Если когда-то Маричке хотелось сбежать и намертво забыть о случившемся, то сейчас уверенность, граничащая с отвагой, просыпалась в ней. Она чувствовала нарастающую силу и наполненность, которые вытесняли былую растерянность. Она глубже видела цвета, яснее – силуэты, ей нравилось вслушиваться в звуки, она не открывала глаз и слушала дыхание всех вместе и каждого по отдельности. При желании она могла бы описать, кто и как именно дышит, но желания у нее не было. Были усталость и тревожное чувство незавершенности. Маричка подняла взгляд и вздохнула на недоумевающие выражения лиц: она не могла им объяснить, что произошло и каким образом. У нее просто получилось. Это росло в ней, пока руки и губы не начинали двигаться автоматически, оно просто получалось. И это «просто» не тревожило Маричку, она ощущала его такой же частью себя, как ногу, нос или синюю тетрадку. Она уже не боялась. Но не потому что чувствовала себя непобедимой, а потому что приняла в себе то, что могло бы сделать ее непобедимой. Или хотя бы столь же сильной, как, например, баба Зина. Или Тень. Или Василий Петрович… Маричка больше не чувствовала обиды на них, только они помогут ей разобраться во всем и закончить то, что было так странно начато.
Первым заговорил Петровский, кашлянув, чтобы прочистить горло:
– Что ж, сейчас вы могли убедиться в том, что наша девочка и правда не совсем обычная.
– Она хотя бы контролирует то, что делает? – Капризный голос Русалки заставил Маричку подняться с пола и еще раз задать самой себе этот вопрос.
– Не знаю. – Маричка постаралась, чтобы ее голос звучал смелее, она все же робела перед всеми этими не совсем людьми. – До конца не знаю. Но кажется, хорошо чувствую, когда оно начинается. И начинается оно не просто так, а когда я очень этого хочу.
Василий Петрович с любопытством посмотрел на Маричку. Это был первый раз, когда она говорила абсолютно уверенно и спокойно. Первый раз, когда она не задавала вопросов, а ровно отвечала на них, в первую очередь сама для себя, а потом уж для всех сомневающихся. И ему нравились эти ответы. Он помолчал еще, глядя на сосредоточенно хмурящуюся девочку, позволил ей проанализировать происходящее, а потом мягко опустил руку ей на плечо:
– Пришла пора определиться с тем, что мы будем делать дальше.

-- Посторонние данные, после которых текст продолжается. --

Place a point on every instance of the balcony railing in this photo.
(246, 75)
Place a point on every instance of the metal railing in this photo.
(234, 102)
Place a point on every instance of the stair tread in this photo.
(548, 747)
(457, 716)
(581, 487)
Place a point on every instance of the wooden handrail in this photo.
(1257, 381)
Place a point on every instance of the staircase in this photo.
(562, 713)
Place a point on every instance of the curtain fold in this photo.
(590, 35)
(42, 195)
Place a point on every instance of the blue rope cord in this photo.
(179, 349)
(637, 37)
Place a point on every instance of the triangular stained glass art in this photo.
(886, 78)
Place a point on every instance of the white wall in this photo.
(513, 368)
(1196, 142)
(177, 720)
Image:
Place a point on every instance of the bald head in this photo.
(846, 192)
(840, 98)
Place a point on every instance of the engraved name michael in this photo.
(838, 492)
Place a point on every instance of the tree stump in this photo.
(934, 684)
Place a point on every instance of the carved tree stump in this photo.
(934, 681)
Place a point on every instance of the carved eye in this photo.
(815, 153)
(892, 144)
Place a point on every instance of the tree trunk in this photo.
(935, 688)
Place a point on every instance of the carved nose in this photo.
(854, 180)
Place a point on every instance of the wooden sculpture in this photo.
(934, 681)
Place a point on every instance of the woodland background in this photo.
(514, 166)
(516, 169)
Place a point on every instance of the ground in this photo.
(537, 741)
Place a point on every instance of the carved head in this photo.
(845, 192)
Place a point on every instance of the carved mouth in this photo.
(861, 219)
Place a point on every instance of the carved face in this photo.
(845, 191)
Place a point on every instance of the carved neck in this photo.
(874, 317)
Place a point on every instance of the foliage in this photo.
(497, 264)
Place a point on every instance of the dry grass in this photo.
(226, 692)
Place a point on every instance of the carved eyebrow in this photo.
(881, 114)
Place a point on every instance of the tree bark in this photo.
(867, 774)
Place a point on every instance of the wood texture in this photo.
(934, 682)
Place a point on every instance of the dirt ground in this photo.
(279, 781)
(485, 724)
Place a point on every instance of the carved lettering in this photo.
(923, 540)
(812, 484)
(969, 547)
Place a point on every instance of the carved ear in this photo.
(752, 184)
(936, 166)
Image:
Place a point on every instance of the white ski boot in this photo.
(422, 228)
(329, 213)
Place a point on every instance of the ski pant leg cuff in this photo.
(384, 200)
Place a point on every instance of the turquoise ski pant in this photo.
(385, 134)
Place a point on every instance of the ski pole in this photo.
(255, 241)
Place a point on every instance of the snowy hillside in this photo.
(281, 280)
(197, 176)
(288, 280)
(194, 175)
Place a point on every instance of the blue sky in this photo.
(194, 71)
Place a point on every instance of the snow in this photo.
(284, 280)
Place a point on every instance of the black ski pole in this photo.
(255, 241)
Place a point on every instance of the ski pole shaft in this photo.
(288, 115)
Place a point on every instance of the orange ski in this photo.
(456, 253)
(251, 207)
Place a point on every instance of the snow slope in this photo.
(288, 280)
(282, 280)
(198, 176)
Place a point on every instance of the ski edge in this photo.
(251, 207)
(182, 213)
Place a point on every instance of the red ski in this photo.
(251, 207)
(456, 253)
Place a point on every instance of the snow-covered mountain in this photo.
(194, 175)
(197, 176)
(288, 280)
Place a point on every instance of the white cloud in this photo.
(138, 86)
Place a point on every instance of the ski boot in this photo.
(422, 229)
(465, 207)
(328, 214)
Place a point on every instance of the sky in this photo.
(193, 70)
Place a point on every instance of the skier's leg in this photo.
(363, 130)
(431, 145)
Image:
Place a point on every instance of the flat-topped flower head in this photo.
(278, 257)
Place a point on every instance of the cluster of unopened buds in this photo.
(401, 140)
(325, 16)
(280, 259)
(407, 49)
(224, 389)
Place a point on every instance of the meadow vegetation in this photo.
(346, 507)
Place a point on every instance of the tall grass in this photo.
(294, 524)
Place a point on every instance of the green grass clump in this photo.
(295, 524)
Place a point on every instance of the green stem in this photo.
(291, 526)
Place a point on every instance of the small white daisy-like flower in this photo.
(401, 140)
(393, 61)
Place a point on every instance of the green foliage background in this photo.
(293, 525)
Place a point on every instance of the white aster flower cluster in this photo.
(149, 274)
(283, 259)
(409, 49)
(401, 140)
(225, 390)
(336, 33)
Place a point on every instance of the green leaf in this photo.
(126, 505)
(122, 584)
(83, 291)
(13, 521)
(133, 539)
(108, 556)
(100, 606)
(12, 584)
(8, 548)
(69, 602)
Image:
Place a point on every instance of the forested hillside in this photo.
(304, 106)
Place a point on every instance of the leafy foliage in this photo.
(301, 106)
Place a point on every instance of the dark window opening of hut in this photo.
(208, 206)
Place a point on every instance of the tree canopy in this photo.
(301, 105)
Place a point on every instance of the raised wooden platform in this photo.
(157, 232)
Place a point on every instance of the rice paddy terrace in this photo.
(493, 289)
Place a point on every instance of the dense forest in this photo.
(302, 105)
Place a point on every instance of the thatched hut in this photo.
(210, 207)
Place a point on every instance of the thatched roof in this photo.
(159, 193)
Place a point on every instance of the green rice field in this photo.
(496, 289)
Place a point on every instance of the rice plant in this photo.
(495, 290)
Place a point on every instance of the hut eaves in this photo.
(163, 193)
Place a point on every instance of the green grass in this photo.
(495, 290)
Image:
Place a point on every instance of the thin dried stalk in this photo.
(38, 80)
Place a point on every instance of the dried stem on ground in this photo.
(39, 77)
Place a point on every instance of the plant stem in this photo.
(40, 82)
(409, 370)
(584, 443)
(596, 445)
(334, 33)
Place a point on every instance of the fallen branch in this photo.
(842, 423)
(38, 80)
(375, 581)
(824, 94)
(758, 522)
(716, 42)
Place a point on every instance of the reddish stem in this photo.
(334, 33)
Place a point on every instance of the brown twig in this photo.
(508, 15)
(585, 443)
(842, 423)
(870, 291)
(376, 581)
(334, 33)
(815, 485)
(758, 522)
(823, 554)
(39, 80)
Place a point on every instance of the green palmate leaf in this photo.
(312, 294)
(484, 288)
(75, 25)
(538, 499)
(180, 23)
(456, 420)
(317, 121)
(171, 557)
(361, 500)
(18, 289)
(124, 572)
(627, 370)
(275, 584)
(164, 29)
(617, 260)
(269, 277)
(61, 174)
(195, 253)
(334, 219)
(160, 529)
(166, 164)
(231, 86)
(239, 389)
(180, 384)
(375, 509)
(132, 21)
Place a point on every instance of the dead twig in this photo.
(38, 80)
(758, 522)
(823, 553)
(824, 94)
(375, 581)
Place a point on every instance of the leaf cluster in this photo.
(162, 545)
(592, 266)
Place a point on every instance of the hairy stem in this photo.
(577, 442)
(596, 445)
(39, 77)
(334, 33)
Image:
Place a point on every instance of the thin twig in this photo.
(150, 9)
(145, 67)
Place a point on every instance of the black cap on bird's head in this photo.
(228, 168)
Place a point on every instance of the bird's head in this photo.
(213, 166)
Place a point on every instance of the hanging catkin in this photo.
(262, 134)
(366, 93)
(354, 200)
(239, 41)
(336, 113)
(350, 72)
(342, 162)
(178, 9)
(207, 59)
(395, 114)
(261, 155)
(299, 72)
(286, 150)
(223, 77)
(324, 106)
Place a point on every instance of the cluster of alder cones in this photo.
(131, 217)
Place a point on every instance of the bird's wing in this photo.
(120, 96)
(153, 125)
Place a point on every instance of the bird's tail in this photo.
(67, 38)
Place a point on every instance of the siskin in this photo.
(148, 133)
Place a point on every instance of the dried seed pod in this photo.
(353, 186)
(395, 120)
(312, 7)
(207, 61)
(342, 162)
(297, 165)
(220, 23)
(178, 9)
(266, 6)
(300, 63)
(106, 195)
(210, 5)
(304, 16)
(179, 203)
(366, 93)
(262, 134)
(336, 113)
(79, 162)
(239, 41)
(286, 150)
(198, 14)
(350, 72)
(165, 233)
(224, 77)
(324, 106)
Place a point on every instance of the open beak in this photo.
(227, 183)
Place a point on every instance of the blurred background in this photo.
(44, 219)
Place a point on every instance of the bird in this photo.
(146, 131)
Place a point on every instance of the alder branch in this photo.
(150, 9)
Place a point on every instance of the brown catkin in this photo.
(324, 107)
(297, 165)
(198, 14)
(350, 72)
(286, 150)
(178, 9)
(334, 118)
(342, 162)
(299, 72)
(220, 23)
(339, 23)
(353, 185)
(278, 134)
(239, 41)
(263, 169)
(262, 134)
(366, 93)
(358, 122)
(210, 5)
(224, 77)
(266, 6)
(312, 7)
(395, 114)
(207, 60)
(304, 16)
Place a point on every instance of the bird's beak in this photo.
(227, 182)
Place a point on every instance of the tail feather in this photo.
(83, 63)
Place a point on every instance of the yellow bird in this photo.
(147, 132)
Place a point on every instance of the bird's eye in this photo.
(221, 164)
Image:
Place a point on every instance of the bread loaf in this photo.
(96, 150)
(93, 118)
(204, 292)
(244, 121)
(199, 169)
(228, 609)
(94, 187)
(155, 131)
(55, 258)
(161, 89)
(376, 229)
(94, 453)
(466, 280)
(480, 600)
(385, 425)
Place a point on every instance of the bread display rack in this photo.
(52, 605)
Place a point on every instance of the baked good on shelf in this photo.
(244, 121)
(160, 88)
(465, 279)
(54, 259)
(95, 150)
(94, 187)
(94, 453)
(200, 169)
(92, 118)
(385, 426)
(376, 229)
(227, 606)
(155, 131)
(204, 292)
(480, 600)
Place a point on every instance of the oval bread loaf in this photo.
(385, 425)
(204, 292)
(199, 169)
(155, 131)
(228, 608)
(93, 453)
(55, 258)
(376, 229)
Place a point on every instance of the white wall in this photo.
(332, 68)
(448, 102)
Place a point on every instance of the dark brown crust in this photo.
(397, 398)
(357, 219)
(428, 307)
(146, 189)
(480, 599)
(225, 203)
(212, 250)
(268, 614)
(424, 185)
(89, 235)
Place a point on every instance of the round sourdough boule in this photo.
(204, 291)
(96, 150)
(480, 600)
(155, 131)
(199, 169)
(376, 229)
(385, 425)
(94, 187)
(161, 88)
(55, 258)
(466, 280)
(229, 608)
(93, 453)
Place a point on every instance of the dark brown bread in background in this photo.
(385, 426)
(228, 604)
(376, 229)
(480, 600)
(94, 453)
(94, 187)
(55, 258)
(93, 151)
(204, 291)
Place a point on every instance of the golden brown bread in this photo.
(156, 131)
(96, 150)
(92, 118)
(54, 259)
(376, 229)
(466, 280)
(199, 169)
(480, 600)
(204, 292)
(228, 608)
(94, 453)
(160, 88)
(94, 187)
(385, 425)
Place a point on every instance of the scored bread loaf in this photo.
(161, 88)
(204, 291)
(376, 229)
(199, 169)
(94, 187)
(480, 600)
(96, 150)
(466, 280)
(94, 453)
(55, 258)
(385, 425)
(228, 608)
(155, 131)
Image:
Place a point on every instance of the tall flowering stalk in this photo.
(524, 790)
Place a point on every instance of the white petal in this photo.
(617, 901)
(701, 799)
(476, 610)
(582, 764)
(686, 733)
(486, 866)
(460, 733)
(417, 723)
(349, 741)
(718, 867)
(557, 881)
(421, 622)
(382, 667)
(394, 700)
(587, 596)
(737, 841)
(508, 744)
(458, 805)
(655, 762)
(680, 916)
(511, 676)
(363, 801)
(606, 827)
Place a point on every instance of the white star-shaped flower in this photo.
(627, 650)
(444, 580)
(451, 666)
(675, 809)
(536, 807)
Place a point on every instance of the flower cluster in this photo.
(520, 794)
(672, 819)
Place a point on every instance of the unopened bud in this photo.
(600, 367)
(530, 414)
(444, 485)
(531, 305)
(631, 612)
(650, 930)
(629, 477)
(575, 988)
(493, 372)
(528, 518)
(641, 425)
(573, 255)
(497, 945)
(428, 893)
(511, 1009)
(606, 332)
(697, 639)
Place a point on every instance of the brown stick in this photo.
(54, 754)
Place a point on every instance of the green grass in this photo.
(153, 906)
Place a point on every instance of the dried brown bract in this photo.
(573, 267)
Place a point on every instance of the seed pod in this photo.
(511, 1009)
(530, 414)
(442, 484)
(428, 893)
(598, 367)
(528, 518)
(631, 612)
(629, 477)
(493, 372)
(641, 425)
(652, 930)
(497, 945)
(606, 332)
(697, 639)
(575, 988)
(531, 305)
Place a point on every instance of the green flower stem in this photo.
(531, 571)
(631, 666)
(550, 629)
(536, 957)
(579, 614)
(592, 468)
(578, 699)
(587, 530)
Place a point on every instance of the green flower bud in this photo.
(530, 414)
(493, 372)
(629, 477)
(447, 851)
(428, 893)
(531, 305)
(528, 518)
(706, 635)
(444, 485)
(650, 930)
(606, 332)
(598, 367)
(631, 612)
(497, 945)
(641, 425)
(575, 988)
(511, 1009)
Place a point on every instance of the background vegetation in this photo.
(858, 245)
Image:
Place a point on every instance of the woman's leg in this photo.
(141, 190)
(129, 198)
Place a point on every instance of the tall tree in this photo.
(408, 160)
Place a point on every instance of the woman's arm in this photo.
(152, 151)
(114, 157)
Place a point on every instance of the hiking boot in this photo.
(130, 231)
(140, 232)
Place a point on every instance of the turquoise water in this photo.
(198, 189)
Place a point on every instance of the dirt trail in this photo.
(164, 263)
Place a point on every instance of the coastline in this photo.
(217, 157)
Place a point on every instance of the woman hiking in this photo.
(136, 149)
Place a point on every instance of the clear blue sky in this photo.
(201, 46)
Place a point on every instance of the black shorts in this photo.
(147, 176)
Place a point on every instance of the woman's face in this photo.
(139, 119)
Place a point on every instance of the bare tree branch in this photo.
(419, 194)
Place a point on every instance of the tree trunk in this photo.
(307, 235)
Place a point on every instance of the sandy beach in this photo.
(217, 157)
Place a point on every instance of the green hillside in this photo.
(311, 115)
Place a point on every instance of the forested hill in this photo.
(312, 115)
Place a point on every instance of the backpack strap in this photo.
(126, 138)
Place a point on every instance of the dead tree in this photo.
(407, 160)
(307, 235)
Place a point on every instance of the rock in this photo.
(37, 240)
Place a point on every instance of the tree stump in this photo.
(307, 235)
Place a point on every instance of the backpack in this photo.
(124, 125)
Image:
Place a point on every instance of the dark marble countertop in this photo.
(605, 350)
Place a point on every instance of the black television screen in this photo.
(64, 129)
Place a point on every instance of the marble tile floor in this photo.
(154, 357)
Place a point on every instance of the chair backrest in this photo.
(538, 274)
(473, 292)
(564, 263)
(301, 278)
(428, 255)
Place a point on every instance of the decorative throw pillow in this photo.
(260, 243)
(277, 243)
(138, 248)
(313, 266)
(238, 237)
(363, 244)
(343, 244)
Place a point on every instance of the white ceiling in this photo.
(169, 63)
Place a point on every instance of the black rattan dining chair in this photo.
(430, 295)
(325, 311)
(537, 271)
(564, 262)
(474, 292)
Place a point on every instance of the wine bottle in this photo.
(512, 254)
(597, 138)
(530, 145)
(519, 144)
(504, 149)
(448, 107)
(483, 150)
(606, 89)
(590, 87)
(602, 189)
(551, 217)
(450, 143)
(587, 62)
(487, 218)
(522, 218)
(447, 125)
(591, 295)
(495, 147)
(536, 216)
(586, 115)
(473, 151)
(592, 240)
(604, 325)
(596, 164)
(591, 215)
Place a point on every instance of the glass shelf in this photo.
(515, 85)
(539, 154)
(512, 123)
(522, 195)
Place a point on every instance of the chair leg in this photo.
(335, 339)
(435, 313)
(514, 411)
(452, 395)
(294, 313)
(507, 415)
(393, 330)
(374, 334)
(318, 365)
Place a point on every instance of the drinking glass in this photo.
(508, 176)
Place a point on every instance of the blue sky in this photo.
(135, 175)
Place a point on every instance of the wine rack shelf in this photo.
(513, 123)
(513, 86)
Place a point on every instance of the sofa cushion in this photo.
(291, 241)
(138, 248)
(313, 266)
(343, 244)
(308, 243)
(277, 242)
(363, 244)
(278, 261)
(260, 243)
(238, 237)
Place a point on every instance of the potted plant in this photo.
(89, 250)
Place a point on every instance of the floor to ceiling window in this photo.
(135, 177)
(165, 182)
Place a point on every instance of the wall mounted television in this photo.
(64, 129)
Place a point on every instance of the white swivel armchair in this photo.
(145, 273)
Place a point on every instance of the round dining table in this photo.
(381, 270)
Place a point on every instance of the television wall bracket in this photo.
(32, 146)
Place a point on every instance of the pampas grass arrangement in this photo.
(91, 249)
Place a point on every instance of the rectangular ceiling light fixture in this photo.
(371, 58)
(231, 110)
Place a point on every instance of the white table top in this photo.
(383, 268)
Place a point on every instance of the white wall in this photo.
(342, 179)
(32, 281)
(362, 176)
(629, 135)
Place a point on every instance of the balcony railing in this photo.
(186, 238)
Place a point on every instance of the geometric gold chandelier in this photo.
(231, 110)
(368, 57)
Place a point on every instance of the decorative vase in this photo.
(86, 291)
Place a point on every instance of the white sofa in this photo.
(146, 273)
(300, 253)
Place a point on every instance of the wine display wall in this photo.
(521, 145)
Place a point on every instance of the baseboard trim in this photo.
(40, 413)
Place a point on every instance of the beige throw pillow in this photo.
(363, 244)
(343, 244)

Тут все словно проснулись. Маричка вырвалась из своих ощущений и мыслей, гул голосов то спадал, то поднимался снова, все говорили разом, обращались ко всем или только к тому, кто оказался ближе, Маричка вслушивалась в каждый из голосов, видела разрозненную мозаику, которая кусочек за кусочком складывалась в ее голове, а она только слушала и слушала, рассматривая носки своих кед, прежде чем хлопнуть в ладоши. Все замолчали.
– Я знаю, что нам нужно сделать.
Петровский с улыбкой посмотрел на нее. Раздражающее его фасеточное видение, переданное, очевидно, прикосновением, ловко трансформировалось Маричкой в умение объединить рассыпанное вокруг в одну картину. Он расправил плечи и приготовился слушать.
Видение притупляется только в редкие моменты полного штиля. Такого не бывало уже тридцать семь лет. Тридцать семь лет ни одной секунды он не провел без того, чтобы видеть причалы авианосцев, крейсеров, байдарок, яхт, фрегатов, лодок, танкеров и шхун. Проще, когда представляешь их всего лишь лодками, а не судьбами людей. Кому-то можно помочь, кто-то упрямо идет в поле водных мин, кто-то уже нашел тихую гавань, а кто-то только начал свой путь ко дну. И ни одной волны без флагштока. Вот и сейчас на одной-единственной волне вились самые разные суда, а порт все не показывался из туманной дымки. Все заволокло дождем и пеной, не пробить даже самым ясным взглядом. Что за толк быть Маячником, когда сам ты тоже в лодке?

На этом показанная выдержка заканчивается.